In C, it is denoted by short. It is required to be at least 16 bits, and is often smaller than a standard integer, but this is not required.^{[7]}^{[8]} A conforming program can assume that it can safely store values between −(2^{15}−1)^{[9]} and 2^{15}−1,^{[10]} but it may not assume that the range isn't larger. In Java, a short is *always* a 16-bit integer. In the Windows API, the datatype SHORT is defined as a 16-bit signed integer on all machines.^{[6]}

A *long integer* can represent a whole integer whose range is greater than or equal to that of a standard integer on the same machine.

In C, it is denoted by long. It is required to be at least 32 bits, and may or may not be larger than a standard integer.

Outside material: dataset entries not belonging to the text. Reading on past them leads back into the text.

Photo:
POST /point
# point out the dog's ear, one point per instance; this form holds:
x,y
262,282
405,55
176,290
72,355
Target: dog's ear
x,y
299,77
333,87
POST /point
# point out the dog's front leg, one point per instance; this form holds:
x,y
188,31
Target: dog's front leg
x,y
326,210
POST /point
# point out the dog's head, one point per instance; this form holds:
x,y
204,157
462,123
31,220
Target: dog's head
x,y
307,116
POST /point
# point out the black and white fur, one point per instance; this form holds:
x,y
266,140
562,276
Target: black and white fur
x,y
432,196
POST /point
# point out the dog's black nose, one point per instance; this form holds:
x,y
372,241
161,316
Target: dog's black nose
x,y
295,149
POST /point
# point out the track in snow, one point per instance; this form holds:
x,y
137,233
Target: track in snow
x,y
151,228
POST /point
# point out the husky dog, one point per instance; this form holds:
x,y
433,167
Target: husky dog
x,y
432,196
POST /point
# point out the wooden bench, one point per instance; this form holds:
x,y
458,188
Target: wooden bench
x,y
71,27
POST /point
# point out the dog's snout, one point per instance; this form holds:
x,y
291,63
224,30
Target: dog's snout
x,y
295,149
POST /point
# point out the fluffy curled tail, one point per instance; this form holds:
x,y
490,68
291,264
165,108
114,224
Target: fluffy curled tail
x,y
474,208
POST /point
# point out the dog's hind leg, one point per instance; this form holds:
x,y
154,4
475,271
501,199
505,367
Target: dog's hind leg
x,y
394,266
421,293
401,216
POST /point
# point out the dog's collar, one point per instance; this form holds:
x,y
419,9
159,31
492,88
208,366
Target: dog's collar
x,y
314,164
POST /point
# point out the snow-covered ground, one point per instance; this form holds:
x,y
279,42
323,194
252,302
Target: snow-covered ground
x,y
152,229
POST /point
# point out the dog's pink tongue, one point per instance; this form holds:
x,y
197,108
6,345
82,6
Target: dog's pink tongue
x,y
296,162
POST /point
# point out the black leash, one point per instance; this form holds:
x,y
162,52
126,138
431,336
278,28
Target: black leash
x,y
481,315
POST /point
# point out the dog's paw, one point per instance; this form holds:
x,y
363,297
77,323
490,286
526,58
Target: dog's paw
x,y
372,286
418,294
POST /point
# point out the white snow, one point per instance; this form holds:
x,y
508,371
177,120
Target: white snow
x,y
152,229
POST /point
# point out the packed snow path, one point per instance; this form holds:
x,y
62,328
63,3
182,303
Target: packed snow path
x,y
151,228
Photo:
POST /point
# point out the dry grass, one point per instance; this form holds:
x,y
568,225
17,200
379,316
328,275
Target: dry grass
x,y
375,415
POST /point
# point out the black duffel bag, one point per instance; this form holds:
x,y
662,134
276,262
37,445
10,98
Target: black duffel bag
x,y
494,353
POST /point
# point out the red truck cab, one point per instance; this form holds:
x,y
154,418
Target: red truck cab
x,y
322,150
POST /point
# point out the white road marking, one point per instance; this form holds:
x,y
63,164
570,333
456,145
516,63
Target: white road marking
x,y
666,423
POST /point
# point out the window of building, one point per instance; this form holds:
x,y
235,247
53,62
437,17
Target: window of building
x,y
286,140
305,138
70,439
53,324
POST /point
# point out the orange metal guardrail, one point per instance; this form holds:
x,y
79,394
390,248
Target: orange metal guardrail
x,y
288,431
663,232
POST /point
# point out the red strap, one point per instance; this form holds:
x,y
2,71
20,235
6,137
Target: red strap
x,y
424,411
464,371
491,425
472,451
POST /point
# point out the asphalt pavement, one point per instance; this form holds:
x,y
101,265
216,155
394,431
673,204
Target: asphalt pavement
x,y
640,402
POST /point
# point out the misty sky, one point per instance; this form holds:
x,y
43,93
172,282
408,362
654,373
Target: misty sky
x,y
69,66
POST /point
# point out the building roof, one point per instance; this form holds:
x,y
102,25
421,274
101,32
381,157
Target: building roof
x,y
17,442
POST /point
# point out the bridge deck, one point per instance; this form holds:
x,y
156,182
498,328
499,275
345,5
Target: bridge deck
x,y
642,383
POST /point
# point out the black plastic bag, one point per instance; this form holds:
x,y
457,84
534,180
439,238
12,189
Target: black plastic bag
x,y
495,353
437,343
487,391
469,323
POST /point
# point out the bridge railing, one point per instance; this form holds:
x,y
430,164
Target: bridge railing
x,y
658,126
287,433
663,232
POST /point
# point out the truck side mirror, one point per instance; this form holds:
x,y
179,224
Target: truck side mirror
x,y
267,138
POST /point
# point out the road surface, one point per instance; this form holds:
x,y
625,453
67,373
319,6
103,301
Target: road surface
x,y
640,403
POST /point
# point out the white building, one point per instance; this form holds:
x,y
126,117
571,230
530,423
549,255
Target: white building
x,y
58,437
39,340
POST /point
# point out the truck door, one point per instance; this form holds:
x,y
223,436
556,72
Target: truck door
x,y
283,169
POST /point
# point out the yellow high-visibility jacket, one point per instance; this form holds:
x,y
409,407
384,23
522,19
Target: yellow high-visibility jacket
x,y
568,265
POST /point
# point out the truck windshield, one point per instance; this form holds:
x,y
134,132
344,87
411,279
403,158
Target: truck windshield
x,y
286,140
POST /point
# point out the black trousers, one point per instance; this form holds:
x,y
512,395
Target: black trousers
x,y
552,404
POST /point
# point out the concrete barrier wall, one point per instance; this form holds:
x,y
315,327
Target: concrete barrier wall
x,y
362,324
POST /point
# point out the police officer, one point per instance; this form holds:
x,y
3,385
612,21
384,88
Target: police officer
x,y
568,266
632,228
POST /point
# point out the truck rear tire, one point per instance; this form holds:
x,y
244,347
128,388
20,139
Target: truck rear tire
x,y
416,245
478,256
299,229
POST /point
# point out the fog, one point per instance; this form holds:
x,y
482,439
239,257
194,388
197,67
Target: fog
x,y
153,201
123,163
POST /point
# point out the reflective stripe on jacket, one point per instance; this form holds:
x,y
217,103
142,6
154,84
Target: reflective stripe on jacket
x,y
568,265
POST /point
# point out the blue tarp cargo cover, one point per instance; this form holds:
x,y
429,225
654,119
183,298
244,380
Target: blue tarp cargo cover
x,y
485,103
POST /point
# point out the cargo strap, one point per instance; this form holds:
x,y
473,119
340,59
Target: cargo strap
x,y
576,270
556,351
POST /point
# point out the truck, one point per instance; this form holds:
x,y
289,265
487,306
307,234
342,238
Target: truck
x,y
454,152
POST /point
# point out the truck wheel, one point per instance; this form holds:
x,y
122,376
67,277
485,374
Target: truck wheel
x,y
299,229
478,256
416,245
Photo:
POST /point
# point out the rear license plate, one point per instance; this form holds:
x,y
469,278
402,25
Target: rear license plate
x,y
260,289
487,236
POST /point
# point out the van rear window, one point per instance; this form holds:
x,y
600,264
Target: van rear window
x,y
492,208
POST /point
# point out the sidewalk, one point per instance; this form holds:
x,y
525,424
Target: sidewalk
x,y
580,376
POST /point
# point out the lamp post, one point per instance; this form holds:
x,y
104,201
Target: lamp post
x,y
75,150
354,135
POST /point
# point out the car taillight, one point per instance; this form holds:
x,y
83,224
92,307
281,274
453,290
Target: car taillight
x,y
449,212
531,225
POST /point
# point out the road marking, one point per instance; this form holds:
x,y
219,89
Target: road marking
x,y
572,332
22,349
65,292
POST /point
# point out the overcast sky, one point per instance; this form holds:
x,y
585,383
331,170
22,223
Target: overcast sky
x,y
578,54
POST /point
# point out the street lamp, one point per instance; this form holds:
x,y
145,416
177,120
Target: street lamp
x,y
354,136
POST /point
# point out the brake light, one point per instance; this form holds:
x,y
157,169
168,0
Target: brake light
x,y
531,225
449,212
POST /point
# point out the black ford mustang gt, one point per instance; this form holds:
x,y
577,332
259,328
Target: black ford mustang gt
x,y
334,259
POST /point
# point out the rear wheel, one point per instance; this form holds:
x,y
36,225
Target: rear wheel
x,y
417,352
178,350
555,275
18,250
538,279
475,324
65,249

A conforming program can assume that it can safely store values between −(2^{31}−1)^{[9]} and 2^{31}−1,^{[10]} but it may not assume that the range isn't larger.

In the C99 version of the C programming language and the C++11 version of C++, a `long long`

type is supported that has double the minimum capacity of the standard `long`

. This type is not supported by compilers that require C code to be compliant with the previous C++ standard, C++03, because the long long type did not exist in C++03. For an ANSI/ISO compliant compiler, the minimum requirements for the specified ranges, that is, −(2^{63}−1)^{[9]} to 2^{63}−1 for signed and 0 to 2^{64}−1 for unsigned,^{[10]} must be fulfilled; however, extending this range is permitted.^{[16]}^{[17]} This can be an issue when exchanging code and data between platforms, or doing direct hardware access. Thus, there are several sets of headers providing platform independent exact width types. The C standard library provides *stdint.h*; this was introduced in C99 and C++11.